The press obviously loved it and thought it was great fun as it was featured in numerous publications as an example of the ‘spacy’ feeling that was influencing the fashion market at this time.
The press obviously loved it and thought it was great fun as it was featured in numerous publications as an example of the ‘spacy’ feeling that was influencing the fashion market at this time.
Always popular with my buyers were those designs inspired by wild flowers. In this case it was a cornflower. Achieving all the different shades of blue in the many layered skirt that together created the exact shade was a labour of love.
Fashion Week's Glittering Prizes
Sometimes the most glamorous fashion balls have a hidden agenda. For this one I went all out to get some press coverage, which I managed to achieve by winning second prize for best design.
Each piece of seaweed making up the skirt of the dress was over-locked separately in a mother of pearl Lurex thread to imitate the shimmering effect of the moonlight catching it. It also had little fishes attached to it.
The inspiration of this ‘edgy’ collection was the shimmering granite rocks I saw on the coastal paths of Devon. The fabric was distressed and ‘holed’ and the hems were given a jagged rock-like look.
However, it was this particular dress that was chosen as the best of the romantic Tudor influence at that time in London. The overdress was cut away to look like the branches of a tree on which the creamy pink roses were seemingly ‘growing’.
From another oceanic inspired collection, this design consisted of literally hundreds of pieces of fabric, giving it a lovely ethereal quality. Seaweed with delicate mother of pearl sequins and fishes hung from the waist.
The growing numbers of buyers visiting London all year round, eventually led me to open my own showroom at ‘Hyper Hyper’ in South Kensington with a group of other highly acclaimed new designers at that time.
Here are two more pieces from the same ‘fairytale’ collection, which show the graded dying effect we managed to achieve, as well as the pretty, innovative cut out lace effect on the edges of the fabric.
In this design I show how the fabric can be used in many different ways, such as veining, rouching, appliquéing and also various cut out effects to emulate the fragility of a butterfly’s wing.
My undying love affair with the petal quality of silk Habotai never waned. I believe I am still the only designer to this day who dared use it.
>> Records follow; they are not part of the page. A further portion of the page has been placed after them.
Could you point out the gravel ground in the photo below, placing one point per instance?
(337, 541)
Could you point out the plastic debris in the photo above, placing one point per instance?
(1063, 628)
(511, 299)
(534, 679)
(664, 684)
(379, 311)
Here I use rouching again to condense the rainbow effect of the colours and to help it hold its shape.
The Silken Spring of '79
The ‘raised veining’ effect that wound around the body of this gently draping silk satin was achieved by double stitching a fine cord to the back of the fabric, a subtle but unique technique.
As well as stocking a selection of high-end designs, I also offered a range of off- the-peg designs for the trendy young buyers of South Kensington who frequented ‘Hyper Hyper’.
Collections appealed to different buyers depending on the climate of the country they came from. This particular ‘Autumn Leaves’ collection was naturally in tune with the sensitivities of British buyers.
Naturally this rather melancholic lily-inspired collection was also popular with the home market. The fabric of the raised garland of flowers and leaves that support the dress was padded and over-locked to give it more strength.
Torqay Dress on Permanent US Show
Many viewed my work more as art than as mere fashion. Spotted by a curator of the Philadelphia Museum of Modern Art, this butterfly design appropriately ended up in its archives.
Spring in Britain
‘International Textiles’ had a very good circulation in the trade during the 70’s and 80’s and often picked up trends before any of the more glossy publications. In this case it was the market’s insatiable demand for romantic evening wear.